Martin backed out of the courtyard door and trudged toward the neighboring court’s latrine. Charles sped to the small porter’s room off the street passage and grabbed the canvas apron kept there on a peg for the porter’s use. He shoved it under his cassock and went back to the chapel.
“Put this on,” he said, handing it to Pernelle. “And wait here.” Forcing himself to walk unconcernedly, he went to the rhetoric classroom and came back with the gown of one of the ballet’s goddesses. “Hold this in your arms, high, so it froths up and hides your face and stay behind me.”
They crossed the deserted Cour d’honneur, made it to the street passage and into the main building, only to find themselves face-to-face with Frere Moulin. His eyes went from the “boy” carrying the costume to Charles, but Charles kept walking and Moulin passed them without comment and disappeared into the street passage.

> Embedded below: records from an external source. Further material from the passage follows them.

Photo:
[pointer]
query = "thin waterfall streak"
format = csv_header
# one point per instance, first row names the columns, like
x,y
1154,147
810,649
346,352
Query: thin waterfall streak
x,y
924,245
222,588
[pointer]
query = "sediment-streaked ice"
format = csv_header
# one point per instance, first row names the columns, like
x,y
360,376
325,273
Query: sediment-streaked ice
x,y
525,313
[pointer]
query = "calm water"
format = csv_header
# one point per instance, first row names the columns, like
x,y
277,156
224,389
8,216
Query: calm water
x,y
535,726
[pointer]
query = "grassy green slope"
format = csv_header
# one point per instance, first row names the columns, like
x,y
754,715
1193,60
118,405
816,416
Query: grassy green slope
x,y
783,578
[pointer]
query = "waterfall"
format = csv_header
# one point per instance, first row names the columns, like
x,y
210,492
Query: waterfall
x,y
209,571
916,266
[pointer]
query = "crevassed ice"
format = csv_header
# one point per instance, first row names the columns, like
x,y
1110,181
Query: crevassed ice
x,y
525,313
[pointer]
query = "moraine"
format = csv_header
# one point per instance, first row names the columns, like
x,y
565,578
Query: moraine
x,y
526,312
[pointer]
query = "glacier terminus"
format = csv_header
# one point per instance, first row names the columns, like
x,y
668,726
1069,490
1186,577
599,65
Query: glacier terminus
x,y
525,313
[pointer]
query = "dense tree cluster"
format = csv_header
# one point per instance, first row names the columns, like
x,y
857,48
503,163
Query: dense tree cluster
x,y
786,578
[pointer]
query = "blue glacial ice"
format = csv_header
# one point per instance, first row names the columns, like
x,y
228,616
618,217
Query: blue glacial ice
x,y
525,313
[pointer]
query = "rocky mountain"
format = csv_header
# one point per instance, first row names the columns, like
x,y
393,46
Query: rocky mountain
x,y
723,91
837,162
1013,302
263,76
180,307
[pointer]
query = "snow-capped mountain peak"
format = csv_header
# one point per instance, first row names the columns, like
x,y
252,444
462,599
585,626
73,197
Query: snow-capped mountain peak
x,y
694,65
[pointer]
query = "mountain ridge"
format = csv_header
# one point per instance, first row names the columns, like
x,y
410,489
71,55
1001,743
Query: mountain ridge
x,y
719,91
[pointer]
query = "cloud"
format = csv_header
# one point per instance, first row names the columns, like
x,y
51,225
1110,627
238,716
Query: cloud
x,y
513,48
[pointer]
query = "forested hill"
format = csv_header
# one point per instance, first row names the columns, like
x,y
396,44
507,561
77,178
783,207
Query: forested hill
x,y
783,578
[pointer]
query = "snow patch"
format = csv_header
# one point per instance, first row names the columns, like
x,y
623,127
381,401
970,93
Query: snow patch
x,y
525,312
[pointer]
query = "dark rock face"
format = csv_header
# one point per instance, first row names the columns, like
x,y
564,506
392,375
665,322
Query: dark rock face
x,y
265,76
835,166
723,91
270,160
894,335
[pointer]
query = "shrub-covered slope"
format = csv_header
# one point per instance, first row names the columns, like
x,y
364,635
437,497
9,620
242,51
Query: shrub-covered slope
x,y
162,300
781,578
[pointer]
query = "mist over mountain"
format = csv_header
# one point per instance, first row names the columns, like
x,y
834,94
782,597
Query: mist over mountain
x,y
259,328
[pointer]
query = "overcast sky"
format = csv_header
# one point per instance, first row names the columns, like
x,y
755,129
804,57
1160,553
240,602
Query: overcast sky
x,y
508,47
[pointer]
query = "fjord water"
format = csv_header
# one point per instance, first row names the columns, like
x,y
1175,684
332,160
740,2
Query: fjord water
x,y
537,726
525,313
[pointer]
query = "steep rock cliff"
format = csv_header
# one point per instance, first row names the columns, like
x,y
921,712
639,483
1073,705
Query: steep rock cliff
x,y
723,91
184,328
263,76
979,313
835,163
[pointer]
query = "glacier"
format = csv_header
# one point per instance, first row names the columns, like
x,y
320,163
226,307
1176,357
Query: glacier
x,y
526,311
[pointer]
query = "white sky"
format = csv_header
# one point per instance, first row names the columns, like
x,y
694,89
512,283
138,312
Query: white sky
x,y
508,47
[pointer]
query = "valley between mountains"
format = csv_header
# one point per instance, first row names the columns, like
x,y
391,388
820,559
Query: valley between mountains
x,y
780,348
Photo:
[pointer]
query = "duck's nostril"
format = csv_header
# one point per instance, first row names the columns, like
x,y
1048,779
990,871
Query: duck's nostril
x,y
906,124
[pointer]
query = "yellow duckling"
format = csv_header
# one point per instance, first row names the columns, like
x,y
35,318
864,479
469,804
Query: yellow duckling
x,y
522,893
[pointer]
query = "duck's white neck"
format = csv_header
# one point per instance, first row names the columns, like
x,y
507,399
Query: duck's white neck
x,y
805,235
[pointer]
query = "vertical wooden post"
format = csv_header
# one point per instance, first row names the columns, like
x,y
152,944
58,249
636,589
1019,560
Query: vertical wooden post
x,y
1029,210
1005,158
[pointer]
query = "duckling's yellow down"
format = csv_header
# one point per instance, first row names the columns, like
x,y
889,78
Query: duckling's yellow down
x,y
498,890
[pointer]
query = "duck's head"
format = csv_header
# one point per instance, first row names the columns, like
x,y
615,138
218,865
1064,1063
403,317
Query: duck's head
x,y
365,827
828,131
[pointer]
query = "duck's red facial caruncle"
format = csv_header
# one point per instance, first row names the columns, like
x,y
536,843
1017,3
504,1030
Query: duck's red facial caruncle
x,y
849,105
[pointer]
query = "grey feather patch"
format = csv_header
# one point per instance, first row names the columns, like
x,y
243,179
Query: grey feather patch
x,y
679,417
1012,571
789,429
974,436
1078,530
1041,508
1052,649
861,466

Before Charles’s heart could stop thumping, Pere Montville came out of the grand salon.
“Something wrong with the costume, maitre?” he said, stopping.
“Just delivered back from being repaired, mon pere,” Charles said easily, willing Pernelle to stay behind him and keep her head down.
“Good, good. Oh-about Frere Fabre, maitre, you probably noticed that he’s been reassigned to the stage crew. We thought he should have something new to think about, poor boy. But he won’t be seeing to your rooms the next few days, you’ll have to see to yourself.”
“Good, yes, very thoughtful,” Charles gabbled, thinking that Jeanne d’Arc or someone was surely watching over them. How to deal with Fabre’s morning visits had been the next problem waiting for him.